Several years ago, I visited Hammarby Sjöstad, an exciting district in Stockholm where the City imposed tough environmental requirements on buildings, technical installations and the traffic. Accordingly the Stockholm Water Company, Fortum and the Stockholm Waste Management Administration jointly developed a common eco-cycle model. (See http://www.hammarbysjostad.se/ and download the “environmental map” at http://www.hammarbysjostad.se/inenglish/pdf/HS%20env%20map%20nov%202011.pdf). I spent the whole day walking around the district and spoke with the residents.
While there are several innovative materials and technologies used, one of the unique initiatives of Hammarby Sjöstad is the Environmental Information Center. This Center is built to educate the occupiers of the green buildings and make them aware on how to live green. The Center showcases green materials, green gadgets/fit outs and green technologies. It holds short seminars, screens films and arranges exhibitions for residents as well as district neighbourhood.
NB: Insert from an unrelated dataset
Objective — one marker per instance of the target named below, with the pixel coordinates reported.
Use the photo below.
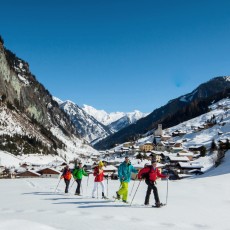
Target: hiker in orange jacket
(67, 177)
(99, 177)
The Center called as GlashusEtt plays a role of a hub or environmental community centre.
Indeed, every green building townships we build should have a GlashusEtt. Mere physical green form is not enough. Green ratings or certificates may not be given one time on a permanent basis but renewed based on how the green buildings are actually used by the occupants. It’s like asking for a green occupancy certificate.
If we really intend to promote sustainability in our built forms, then let us not just build green but learn how to live green!